Ed Pilkington in Anchorage, Alaska
guardian.co.uk, Tuesday 20 October 2009 12.52 BST

Conservationists fear the decision to allow Shell to drill for offshore oil in the Arctic will threaten polar bears and endangered animals. Photograph: Hans Strand/ Hans Strand/Corbis

Conservation groups based in Alaska have accused the Obama administration of repeating the mistakes of George Bush after it gave the conditional go-ahead for Shell to begin drilling offshore for oil and natural gas in the environmentally sensitive Beaufort Sea.

The Minerals Management Service, part of the federal Interior Department, yesterday gave Shell the green light to begin exploratory wells off the north coast of Alaska in an Arctic area that is home to large numbers of endangered bowhead whales and polar bears, as well as walruses, ice seals and other species. The permission would run from July to October next year, though Shell has promised to suspend operations from its drill ship from late August when local Inuit people embark on subsistence hunting.

Environmentalists condemned the decision to allow drilling, saying it would generate industrial levels of noise in the water and pollute both the air and surrounding water.

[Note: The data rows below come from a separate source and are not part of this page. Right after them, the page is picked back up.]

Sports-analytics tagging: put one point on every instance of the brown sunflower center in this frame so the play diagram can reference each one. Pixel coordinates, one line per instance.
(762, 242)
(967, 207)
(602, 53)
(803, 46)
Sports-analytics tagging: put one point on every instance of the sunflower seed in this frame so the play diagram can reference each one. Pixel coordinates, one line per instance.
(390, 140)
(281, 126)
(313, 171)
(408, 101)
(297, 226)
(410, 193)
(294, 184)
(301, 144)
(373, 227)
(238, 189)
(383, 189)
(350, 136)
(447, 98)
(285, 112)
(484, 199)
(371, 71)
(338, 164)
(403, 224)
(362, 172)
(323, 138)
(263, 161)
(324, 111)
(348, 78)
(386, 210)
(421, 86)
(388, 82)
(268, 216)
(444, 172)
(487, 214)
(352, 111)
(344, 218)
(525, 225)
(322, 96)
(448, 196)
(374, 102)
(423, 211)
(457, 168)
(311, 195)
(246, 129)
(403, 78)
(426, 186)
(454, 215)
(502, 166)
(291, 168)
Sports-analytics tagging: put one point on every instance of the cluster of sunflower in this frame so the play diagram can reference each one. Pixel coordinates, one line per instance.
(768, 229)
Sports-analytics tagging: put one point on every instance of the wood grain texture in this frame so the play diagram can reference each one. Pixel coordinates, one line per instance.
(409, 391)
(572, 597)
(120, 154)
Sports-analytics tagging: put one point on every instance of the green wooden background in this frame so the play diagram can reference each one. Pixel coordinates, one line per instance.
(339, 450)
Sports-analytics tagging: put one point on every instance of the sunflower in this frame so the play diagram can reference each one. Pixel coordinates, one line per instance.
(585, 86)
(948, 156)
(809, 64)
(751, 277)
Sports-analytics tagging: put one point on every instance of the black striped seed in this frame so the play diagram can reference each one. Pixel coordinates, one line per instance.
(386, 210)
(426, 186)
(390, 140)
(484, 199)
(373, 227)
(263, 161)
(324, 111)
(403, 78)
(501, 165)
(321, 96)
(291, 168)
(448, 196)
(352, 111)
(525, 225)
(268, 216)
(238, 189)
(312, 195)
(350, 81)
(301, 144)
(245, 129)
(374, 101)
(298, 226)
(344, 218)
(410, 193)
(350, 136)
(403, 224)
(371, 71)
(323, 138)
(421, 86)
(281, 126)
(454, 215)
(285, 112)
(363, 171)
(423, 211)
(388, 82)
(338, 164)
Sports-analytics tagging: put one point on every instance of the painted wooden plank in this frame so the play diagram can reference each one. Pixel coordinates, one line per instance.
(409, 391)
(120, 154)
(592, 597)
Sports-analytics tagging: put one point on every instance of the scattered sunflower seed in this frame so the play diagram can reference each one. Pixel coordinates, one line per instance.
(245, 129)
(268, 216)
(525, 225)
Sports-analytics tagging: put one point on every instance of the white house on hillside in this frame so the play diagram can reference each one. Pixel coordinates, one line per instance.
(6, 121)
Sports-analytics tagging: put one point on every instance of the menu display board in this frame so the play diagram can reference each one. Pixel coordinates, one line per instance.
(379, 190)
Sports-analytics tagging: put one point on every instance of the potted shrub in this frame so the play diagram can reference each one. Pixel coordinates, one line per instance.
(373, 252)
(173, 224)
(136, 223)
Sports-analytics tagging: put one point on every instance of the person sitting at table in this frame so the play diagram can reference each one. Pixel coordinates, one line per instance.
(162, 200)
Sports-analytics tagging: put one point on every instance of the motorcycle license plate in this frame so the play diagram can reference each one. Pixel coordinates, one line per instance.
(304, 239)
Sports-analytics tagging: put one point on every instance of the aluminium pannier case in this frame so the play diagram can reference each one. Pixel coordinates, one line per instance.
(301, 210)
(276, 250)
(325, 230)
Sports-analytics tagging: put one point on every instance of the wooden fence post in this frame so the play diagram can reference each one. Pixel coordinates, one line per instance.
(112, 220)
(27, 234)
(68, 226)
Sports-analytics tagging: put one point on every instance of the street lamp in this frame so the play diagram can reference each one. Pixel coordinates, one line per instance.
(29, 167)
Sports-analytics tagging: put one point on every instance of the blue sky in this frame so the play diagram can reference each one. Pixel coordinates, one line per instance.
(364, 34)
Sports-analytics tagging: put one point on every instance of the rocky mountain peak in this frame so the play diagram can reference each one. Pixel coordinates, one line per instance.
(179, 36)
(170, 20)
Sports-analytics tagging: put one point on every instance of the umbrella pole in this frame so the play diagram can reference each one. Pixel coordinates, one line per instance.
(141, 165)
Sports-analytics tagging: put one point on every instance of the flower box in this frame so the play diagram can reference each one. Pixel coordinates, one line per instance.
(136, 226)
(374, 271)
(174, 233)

Rebecca Noblin, an Alaskan specialist with the conservation group the Centre for Biological Diversity, said: “We’re disappointed to see the Obama administration taking decisions that will threaten the Arctic. It might as well have been the Bush administration.”

Whit Sheard, the Alaskan expert with the environmental group Pacific Environment, accused the US Interior Department of “again trying to implement an overly aggressive Bush-era drilling plan in one of the riskiest areas on the planet to drill”.

The question of offshore oil drilling in the Arctic was one of the controversial environmental issues that confronted the Bush administration. Its permission for exploration in the Beaufort Sea, widely condemned by environmentalists, was struck down last year by a federal court on grounds that it had failed sufficiently to consider the impacts on bowhead whales and the subsistence activities of Inuit populations.

The ruling was later set aside and Shell withdrew its drilling plans.

According to the National Marine Fisheries Service, there are between 30,000 and 50,0000 bowhead whales in the world, with up to 9,000 of them feeding in the Beaufort Sea. The whales migrate twice a year through the area and are crucial to the subsistence economy of the Inupiat people.

Whale experts warn that the bowhead stocks are sensitive to noise and could be driven further off shore by the disruption of drilling. That in turn would have an impact on their chances of survival, which have already been harmed by early side-effects of global warming.

There are also fears that any drilling could lead to oil spills which would be impossible to clean up amid the Arctic’s broken sea ice.

Shell must now satisfy the authorities that it has met air and water quality standards and safeguards for whale protection before it can begin drilling. The oil company’s head in Alaska, Pete Slaiby, said objections had been taken into account.

“We sincerely believe this exploration plan addresses concerns we have heard in the North Slope communities which have resulted in the programmes being adjusted accordingly,” he said.